Weekend Film Agenda July 18

Still from Last Year at Marienbad courtesy SIFF
- If your favorite movies are those that tell an easy-to-follow story in a direct, linear fashion, you might want to avoid SIFF starting this Friday as Last Year at Marienbad is odd even by the avante garde standards of the Nouvelle Vague movement. Both revered and reviled, the 1961 film was directed by Alain Resnais whose earlier work Hiroshima Mon Amour was one of the first films of the French New Wave. As in Hiroshima Mon Amour, Resnais cuts in and out of flashbacks within a scene to suggest the sudden instantaneous recall of memory; in Last Year at Marienbad it is never entirely clear which memories are real or even memories at all. The entire film, gorgeously shot in lush black and white and featuring stunning visuals of elegant men and women at an ornate baroque-style chateau, takes place in a sort of dream state where there is no true sense of time or direction. A man called only “X” speaks to a woman, “A” about their prior meeting and their plans to run away together, but it is never clear if any of this has actually happened. Another man, “M”, may or may not be the husband of “A”. The three interact in various ways with their conversations and actions repeated in different places and with different points of view. Scenes are shown without a definite order and voiceover narration adds to the story without clarifying it.
Last Year at Marienbad presents its riddles without answers or even clues; the film seems to tell a story but just what that story is is ultimately only answerable by the viewer. You’ll want to take a friend to the fascinating Last Year at Marienbad so you can have many happy hours afterward arguing about just what it was that you saw.
- Northwest Film Forum offers up some uniquely creative cinema of its own with A Slice of Blood and Honey, a collection of short film, video art and documentaries from Macedonia whose emerging artists create works reflecting the environment in their homeland as it grows from its roots in the sluggish past into a fresh, cosmopolitan future.
- Also at NWFF: Glass: A Portrait of Philip in 12 Parts traces a year in the life of the iconic composer.

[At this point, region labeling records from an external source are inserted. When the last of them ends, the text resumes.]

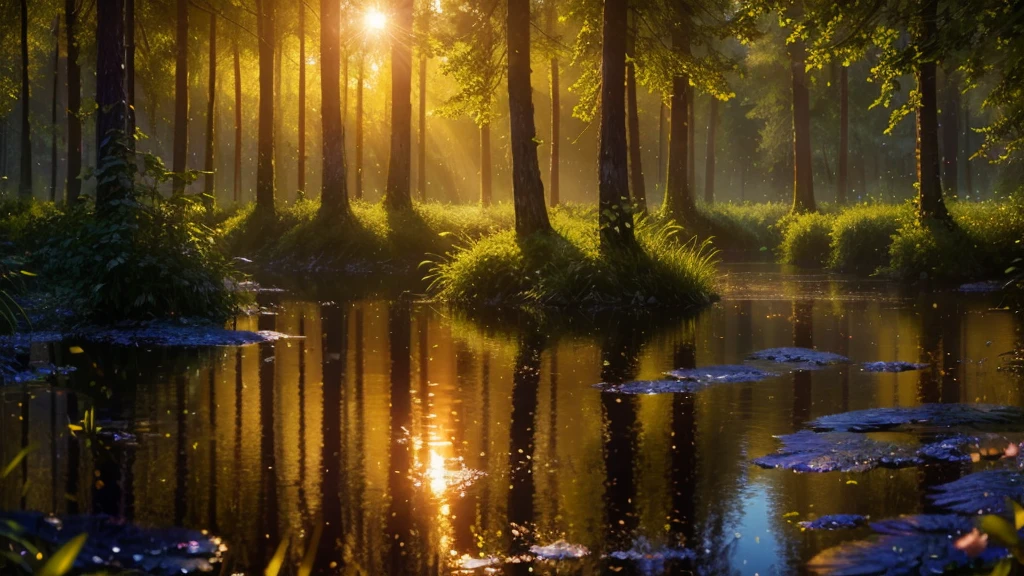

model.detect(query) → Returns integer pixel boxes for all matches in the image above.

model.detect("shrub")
[778,212,836,268]
[828,204,913,274]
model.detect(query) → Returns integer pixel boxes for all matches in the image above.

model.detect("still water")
[0,264,1024,575]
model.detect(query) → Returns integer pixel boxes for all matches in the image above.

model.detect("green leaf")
[38,533,89,576]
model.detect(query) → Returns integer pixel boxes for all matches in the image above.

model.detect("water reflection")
[0,266,1022,574]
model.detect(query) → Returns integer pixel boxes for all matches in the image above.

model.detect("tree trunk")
[203,12,217,209]
[916,0,949,221]
[790,5,817,212]
[836,66,850,204]
[384,0,413,211]
[96,0,131,213]
[171,0,189,194]
[256,0,275,215]
[547,0,562,207]
[664,11,694,222]
[355,48,367,200]
[18,0,32,198]
[319,0,349,219]
[626,11,647,212]
[50,16,60,202]
[480,122,492,206]
[65,0,82,204]
[942,73,959,198]
[297,2,305,198]
[506,0,551,237]
[705,95,718,204]
[232,38,242,202]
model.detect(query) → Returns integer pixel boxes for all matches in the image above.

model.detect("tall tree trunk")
[50,16,60,202]
[506,0,551,237]
[355,48,367,200]
[664,10,694,222]
[942,73,959,198]
[598,0,636,251]
[232,37,242,202]
[384,0,413,210]
[836,66,850,204]
[705,95,718,204]
[916,0,949,221]
[96,0,131,213]
[171,0,189,194]
[256,0,275,215]
[790,1,817,212]
[18,0,32,198]
[626,10,647,212]
[203,12,217,208]
[125,0,136,154]
[547,0,562,207]
[297,2,305,198]
[65,0,82,204]
[319,0,349,219]
[480,121,492,206]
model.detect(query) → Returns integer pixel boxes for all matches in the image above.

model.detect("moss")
[429,210,716,310]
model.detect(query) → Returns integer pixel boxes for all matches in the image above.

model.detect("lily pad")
[798,515,867,530]
[666,364,778,384]
[0,511,222,576]
[748,347,850,369]
[809,404,1024,433]
[860,362,928,372]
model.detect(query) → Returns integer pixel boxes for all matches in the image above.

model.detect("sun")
[364,8,387,30]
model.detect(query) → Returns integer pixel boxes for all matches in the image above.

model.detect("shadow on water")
[0,262,1024,575]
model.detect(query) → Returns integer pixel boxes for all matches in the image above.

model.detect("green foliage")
[428,210,716,310]
[778,212,835,268]
[828,204,914,275]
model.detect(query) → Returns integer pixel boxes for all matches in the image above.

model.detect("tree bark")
[50,16,60,202]
[232,38,242,202]
[65,0,82,204]
[203,12,217,208]
[598,0,636,251]
[480,122,492,206]
[626,11,647,212]
[355,48,367,200]
[319,0,349,219]
[664,9,694,222]
[96,0,131,208]
[836,66,850,204]
[915,0,949,221]
[256,0,275,215]
[705,95,718,204]
[942,73,959,198]
[506,0,551,238]
[384,0,413,211]
[547,0,562,207]
[790,5,816,212]
[171,0,189,194]
[18,0,32,198]
[297,2,305,198]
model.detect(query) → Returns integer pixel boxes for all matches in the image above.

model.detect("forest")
[0,0,1024,576]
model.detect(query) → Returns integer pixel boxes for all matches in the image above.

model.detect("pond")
[0,263,1024,575]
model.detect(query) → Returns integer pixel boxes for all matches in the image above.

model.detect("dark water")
[0,264,1024,575]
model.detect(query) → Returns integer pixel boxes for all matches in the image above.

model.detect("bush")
[428,210,716,310]
[778,212,836,268]
[828,204,913,275]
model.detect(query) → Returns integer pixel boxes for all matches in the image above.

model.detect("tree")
[598,0,636,251]
[506,0,551,237]
[256,0,275,216]
[384,0,413,211]
[18,0,32,198]
[319,0,349,218]
[172,0,189,194]
[65,0,82,204]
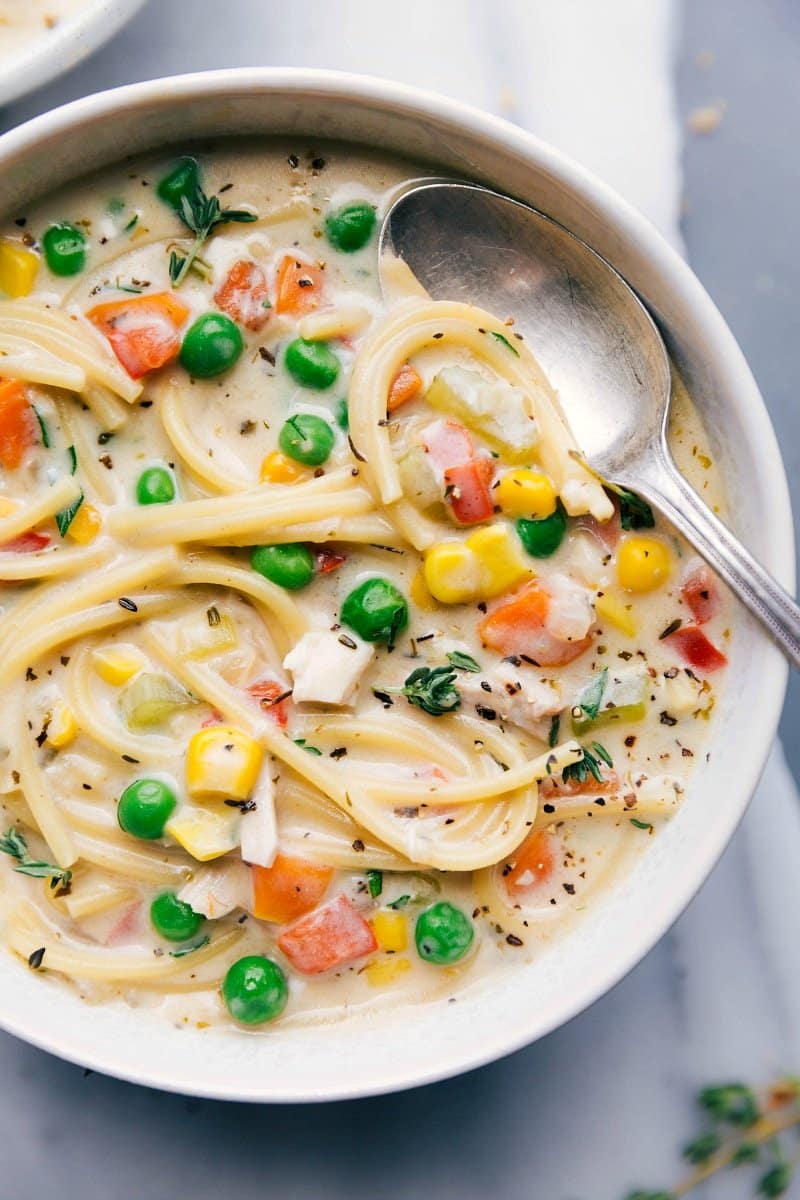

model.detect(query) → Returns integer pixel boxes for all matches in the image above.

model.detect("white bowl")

Director Scott Hicks had unparalleled access to his subject during the filming documentary, allowing him to show an intimate portrait of Glass as both an artist and a man.
- On Sunday, July 20, head to Cal Anderson Park at 4pm for Sustainable Capitol Hill’s Imagine Capitol Hill festival focused on environmentally-friendly urban living and stick around til dusk for their “Bike In Movie”
- Grand Illusion continues their “Best of the Rest: 5 Years of Late Nights at the Grand Illusion” series with Deathstalker, the sort of cheesy swords-and-sorcery epic that’s best seen with an audience so you can all enjoy the unintentional humor together.
- You’ll also want to head to the Grand Illusion for their screening of a brand new print of the 1968 classic Planet of the Apes. The first time I ever saw Planet of the Apes was in a Saturday afternoon revival back in the early 70s and despite all the sequels and remakes of varying and often dubious quality, I still recall the thrill of watching the entire film from the edge of my seat, enthralled and anxious as I watched the story unfold before me in this stunning film. If you think Planet of the Apes is simply some corny flick, think again–this is a sci-fi classic for very good reason.
- The enduring appeal of the television show Buffy the Vampire Slayer is a bit of a mystery to me; I’ve just never seen what so many people see in it, really. The movie, on the other hand, is great–I ended up seeing it as a compromise film when a friend and I both wanted very much to see other movies that the other refused to see and ended up being very much impressed by its great humor and exciting action. I know, I know, Joss Whedon himself says the TV show is a more faithful rendering of his vision, but this light-hearted satire of the horror film genre is funny and likeable, Kristy Swanson sparkles at the title character, and, really, how can you go wrong with a film featuring Rutger Hauer? Central Cinema through the 20th.
- If you feel like you’ve been getting way too many good nights of sleep lately, stop in at the Egyptian this weekend for their midnight showings of Aliens. Maybe you’re so used to the creepy alien creatures that they don’t scare you any more (oh, how I envy you for that), but the pulse-pounding action as Sigourney Weaver’s Ripley takes on a whole heaping nest of those nasty critters will definitely get your adrenaline pumped.
- The Dark Knight opens at theaters all across the Puget Sound on Friday, July 18.